Butterfield, who got this part while doing the press tour for Hugo, will also be joined by an imposing lineup of adult thespians. He’ll be reuniting with Sir Ben Kingsley, who plays war hero Mazer Rackham as well as the one and only Harrison Ford, playing Ender’s mentor (of sorts) Colonel Graff.

“He’s quite a character,” Butterfield said of Ford, “he is the ideal Graff. He’s amazing to work with. When I read the book, I imagined Harrison Ford being Graff.”

McDonough admitted that casting Butterfield to play Ender throughout was the most significant change from the novel. The book takes place over many years of Ender’s life that would have required the casting of multiple actors. They adapted the age of the character to fit the actor they felt was giving the most believable performance.  They then shaped the ages of the other characters to fit. They also sought to avoid the idea of them being teenagers, because the whole reason that the government recruits children in the book is that they are able to follow orders without question.

Though Ender is the star, another character to keep an eye on in the filmic adaptation is Bean (played by Aramis Knight). According to McDonough, Bean will have a bigger role in this film than he may have had in the book, owing to the fact that he has a bigger part to play in the potential future of the franchise, the Enderverse. There was talk that, should Ender’s Game be successful, there could be a followup based on “Ender’s Shadow.” That novel runs parallel to the events of “Ender’s Game,” a paralleloquel if you will, but shows the events from Bean’s perspective.

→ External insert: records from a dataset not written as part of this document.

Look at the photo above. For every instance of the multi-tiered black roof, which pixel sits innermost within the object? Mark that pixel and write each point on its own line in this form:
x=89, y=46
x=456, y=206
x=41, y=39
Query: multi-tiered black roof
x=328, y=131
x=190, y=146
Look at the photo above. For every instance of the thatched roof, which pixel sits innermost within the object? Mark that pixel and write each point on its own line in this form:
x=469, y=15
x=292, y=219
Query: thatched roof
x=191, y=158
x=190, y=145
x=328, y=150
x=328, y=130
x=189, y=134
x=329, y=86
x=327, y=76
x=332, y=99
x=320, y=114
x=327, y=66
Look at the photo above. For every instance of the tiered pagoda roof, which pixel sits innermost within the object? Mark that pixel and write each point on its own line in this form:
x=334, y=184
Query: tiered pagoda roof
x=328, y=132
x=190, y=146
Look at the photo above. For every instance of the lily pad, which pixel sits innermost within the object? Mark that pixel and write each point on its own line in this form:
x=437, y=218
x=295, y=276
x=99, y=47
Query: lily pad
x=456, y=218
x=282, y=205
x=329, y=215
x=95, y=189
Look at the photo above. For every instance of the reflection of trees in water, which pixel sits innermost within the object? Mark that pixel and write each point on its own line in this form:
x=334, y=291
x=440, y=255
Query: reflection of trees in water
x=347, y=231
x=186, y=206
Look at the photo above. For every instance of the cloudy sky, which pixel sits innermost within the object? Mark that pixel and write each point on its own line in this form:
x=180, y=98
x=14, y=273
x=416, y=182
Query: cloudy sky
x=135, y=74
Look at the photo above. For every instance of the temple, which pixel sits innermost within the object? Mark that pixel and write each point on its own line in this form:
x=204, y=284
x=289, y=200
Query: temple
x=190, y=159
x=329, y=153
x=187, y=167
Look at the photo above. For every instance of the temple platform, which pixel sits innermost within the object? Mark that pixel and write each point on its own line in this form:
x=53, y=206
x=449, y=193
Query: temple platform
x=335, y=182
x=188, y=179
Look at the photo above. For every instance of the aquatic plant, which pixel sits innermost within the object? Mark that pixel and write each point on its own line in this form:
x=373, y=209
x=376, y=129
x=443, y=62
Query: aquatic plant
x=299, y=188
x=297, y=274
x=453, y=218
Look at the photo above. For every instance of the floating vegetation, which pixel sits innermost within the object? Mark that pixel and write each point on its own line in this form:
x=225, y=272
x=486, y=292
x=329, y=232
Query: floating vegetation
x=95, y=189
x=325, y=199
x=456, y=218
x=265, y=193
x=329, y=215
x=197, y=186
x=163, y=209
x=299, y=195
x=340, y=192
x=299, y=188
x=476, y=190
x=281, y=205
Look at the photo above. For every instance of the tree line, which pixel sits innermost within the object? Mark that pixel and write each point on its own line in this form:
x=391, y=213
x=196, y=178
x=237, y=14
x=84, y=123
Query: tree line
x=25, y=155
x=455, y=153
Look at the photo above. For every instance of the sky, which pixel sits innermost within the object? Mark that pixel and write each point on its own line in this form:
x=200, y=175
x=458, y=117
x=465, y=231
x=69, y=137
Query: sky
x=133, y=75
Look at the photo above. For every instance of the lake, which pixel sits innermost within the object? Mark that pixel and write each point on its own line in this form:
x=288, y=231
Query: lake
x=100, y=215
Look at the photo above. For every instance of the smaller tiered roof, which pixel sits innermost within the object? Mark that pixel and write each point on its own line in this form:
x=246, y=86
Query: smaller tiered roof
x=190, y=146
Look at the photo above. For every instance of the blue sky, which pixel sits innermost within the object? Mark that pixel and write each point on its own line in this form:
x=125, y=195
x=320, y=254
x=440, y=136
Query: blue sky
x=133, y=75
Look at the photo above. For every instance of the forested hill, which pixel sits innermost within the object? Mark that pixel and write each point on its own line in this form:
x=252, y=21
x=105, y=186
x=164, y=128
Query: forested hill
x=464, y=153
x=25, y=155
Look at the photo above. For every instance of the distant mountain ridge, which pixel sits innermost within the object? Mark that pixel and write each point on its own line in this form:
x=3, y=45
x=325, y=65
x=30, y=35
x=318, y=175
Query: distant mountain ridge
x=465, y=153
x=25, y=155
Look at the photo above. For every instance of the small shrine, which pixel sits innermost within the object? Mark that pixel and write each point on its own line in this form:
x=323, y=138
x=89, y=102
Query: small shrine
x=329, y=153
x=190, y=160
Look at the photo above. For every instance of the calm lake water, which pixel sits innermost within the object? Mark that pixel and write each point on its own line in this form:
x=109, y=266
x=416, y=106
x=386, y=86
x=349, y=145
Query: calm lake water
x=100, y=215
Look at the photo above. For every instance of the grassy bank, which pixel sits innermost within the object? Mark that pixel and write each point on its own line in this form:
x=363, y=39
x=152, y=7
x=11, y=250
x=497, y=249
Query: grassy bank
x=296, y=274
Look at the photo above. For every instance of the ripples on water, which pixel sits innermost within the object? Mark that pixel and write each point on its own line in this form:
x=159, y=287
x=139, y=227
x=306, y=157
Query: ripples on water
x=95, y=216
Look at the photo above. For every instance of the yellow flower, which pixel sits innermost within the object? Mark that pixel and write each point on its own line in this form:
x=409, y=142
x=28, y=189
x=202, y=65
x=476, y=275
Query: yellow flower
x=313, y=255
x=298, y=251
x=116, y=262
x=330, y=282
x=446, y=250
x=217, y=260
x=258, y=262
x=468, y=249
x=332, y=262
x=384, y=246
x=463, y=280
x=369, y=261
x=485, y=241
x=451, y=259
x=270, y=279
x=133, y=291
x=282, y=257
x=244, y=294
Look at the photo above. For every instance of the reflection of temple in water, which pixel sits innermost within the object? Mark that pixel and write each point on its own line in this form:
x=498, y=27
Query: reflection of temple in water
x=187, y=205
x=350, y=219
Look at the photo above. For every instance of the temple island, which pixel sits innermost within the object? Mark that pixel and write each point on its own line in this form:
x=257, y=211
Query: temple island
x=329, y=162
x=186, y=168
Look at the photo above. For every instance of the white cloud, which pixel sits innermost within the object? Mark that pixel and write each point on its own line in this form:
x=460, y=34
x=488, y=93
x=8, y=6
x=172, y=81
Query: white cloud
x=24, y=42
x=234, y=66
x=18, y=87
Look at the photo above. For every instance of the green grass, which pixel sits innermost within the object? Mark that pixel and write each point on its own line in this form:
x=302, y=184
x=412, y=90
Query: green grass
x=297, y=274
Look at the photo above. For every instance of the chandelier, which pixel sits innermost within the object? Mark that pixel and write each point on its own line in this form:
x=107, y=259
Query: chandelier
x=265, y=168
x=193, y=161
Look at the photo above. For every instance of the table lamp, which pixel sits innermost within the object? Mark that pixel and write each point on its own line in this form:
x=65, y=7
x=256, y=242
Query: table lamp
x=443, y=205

How does the author feel about these changes? McDonough mentioned that Orson Scott Card has been involved since day one, and that he is very supportive of doing it as an independent project. They all seemed to be on the same page about what was truly sacrosanct and Card has even given feedback on drafts. She also revealed Card’s cameo in the upcoming film: he’s the voice of the pilot in the transporter.

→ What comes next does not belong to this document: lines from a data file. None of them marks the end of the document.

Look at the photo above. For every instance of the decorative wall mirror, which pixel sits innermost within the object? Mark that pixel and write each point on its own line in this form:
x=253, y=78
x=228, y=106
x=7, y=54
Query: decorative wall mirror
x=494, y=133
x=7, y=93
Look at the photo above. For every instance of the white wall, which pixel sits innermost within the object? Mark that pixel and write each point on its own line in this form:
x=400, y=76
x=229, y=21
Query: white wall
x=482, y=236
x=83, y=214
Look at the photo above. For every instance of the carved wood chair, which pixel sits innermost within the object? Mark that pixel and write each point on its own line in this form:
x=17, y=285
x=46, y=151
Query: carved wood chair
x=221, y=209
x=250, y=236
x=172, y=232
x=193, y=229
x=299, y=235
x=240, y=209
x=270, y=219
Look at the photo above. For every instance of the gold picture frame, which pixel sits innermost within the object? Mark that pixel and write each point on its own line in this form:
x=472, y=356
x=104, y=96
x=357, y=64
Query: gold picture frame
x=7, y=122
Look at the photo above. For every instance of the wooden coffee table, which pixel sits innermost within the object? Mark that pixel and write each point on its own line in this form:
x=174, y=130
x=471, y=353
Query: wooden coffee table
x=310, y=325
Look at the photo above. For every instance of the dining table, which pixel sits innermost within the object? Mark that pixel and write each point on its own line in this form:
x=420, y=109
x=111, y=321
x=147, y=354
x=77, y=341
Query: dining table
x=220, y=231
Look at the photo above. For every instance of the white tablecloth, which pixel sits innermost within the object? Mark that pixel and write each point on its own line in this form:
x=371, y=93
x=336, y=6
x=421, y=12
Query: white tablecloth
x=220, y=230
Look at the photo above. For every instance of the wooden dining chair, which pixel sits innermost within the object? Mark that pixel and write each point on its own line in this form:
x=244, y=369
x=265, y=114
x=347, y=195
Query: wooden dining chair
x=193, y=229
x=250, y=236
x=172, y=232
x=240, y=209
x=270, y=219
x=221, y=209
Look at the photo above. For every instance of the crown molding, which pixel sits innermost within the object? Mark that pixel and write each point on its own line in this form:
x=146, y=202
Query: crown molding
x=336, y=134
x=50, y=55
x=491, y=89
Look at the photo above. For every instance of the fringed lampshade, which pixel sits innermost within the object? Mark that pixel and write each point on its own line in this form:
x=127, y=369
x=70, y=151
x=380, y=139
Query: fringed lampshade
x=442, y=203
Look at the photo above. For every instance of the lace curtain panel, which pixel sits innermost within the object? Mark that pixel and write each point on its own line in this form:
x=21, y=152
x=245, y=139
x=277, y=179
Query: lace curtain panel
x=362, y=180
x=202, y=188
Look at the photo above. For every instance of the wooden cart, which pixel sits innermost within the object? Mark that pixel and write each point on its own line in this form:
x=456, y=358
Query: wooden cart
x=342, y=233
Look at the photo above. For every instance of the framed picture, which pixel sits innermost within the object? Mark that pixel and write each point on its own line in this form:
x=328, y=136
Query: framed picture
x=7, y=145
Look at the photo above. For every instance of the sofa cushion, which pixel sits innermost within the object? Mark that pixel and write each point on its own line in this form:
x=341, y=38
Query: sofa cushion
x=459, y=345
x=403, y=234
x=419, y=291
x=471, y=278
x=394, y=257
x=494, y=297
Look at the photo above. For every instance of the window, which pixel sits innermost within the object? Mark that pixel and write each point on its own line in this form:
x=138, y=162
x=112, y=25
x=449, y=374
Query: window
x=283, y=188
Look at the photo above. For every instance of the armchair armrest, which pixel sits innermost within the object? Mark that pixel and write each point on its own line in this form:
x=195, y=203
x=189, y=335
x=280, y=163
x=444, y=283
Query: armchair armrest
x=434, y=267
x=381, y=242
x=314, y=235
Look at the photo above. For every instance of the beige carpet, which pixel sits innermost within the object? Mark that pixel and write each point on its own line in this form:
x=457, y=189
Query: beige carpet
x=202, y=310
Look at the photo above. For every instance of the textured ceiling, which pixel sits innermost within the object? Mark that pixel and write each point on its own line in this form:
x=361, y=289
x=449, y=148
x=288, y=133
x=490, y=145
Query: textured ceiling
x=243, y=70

Card has become a pariah for both his less-than-progressive social views and his uncanny ability to chew his own shoe leather when speaking publicly. Given the additional hurdle of a controversial author, shooting Ender’s Game in 3D might have instilled enough mass appeal to offset any potential backlash and ensure a return on investment. Hood and his team however were steadfast in their opposition to the medium for this type of narrative.

“There’s something pure and honest about shooting in 2D,” Hood espoused, “what conventional two-dimensional filmmaking is better at is isolating performances and faces by the use of lens and depth of field, and narrowing that depth of field to allow us to look into the characters’ eyes. There were two basic ways of shooting this movie: big spectacle wide lens or long, detailed lens that examine what the heck this boy is going through. Those kind of shots are not good in 3D.”

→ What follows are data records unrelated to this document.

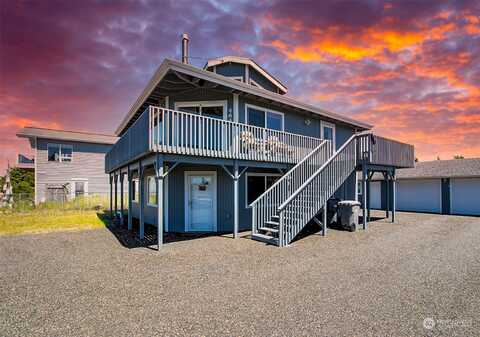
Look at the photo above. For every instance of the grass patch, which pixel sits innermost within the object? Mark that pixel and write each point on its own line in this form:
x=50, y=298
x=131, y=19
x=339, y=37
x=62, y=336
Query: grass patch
x=48, y=220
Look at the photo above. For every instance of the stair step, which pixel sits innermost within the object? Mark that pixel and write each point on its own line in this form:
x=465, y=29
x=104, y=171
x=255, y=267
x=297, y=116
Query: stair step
x=268, y=229
x=265, y=238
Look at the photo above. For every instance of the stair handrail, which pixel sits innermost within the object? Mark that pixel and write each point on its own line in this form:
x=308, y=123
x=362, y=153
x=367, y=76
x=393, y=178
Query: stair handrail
x=291, y=171
x=309, y=180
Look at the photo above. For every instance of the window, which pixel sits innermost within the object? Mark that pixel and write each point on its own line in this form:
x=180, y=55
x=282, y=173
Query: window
x=328, y=132
x=152, y=191
x=264, y=118
x=214, y=109
x=135, y=195
x=59, y=152
x=257, y=183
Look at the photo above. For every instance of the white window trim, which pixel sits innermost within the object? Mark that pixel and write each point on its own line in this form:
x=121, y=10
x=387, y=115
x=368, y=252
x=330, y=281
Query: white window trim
x=187, y=195
x=60, y=145
x=136, y=191
x=256, y=107
x=256, y=84
x=148, y=191
x=201, y=104
x=257, y=174
x=332, y=126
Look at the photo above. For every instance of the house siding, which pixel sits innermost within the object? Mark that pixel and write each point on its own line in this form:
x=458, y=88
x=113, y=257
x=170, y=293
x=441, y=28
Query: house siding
x=88, y=161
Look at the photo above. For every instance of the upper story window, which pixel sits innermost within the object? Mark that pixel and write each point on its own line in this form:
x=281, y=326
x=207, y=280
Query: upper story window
x=214, y=109
x=60, y=152
x=265, y=118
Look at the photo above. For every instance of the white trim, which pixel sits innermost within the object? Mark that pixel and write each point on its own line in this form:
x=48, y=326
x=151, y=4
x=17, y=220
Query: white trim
x=206, y=104
x=187, y=196
x=147, y=178
x=332, y=126
x=257, y=174
x=254, y=83
x=236, y=107
x=60, y=146
x=266, y=110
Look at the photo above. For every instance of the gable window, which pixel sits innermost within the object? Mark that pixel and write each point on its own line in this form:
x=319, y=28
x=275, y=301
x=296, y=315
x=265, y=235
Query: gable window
x=152, y=191
x=264, y=118
x=328, y=132
x=257, y=183
x=60, y=152
x=214, y=109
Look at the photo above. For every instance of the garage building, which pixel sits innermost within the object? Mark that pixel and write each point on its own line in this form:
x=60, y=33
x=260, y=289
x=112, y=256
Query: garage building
x=440, y=186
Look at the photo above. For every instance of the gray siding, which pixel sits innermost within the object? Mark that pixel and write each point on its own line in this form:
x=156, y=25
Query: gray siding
x=87, y=163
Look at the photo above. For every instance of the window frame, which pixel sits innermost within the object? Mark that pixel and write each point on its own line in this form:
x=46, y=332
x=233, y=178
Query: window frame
x=60, y=157
x=332, y=126
x=258, y=174
x=206, y=104
x=148, y=178
x=266, y=111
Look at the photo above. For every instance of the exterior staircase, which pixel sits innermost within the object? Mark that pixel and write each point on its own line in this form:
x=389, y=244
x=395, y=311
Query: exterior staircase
x=282, y=211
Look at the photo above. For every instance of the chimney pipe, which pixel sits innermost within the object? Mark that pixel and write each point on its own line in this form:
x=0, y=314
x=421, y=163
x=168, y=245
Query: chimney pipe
x=185, y=48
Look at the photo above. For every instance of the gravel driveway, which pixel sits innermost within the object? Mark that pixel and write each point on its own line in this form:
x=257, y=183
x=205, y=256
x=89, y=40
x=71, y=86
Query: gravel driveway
x=384, y=281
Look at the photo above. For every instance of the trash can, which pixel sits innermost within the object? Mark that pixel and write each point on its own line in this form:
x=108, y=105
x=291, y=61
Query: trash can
x=348, y=211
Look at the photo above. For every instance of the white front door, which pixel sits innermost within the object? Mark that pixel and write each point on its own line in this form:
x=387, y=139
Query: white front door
x=201, y=201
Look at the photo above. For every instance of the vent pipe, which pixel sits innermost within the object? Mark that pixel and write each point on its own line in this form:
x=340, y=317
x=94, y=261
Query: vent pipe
x=185, y=48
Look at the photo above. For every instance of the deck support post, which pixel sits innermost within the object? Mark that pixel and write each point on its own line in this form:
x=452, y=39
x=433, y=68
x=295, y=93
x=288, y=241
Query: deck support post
x=129, y=176
x=387, y=194
x=325, y=218
x=394, y=197
x=111, y=197
x=364, y=195
x=236, y=177
x=115, y=180
x=159, y=170
x=121, y=197
x=142, y=202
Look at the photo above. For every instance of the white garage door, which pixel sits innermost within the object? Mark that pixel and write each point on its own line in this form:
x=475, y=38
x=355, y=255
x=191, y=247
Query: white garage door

Hood also mentioned the ancillary benefit of financing this film independently in that the studios big enough to mandate 3D were all scared off by the novel’s themes in the first place.

It may have taken many years, a bold independent strategy, and finding the right collection of miracle workers, but “Ender’s Game” has finally been adapted to film and will see screens on November 1st. Why is it that this book, this story has refused to yield, bested all odds, and ultimately found purchase on the big screen? As Hood puts it:

“Those essential mythic coming-of-age stories are timeless and universal. In some ways we all go through the feeling of being the outsider who must find our place. This feeling of being misunderstood in an environment where you’re not quite sure what to do. There are many ways to access and connect with Ender’s Game.”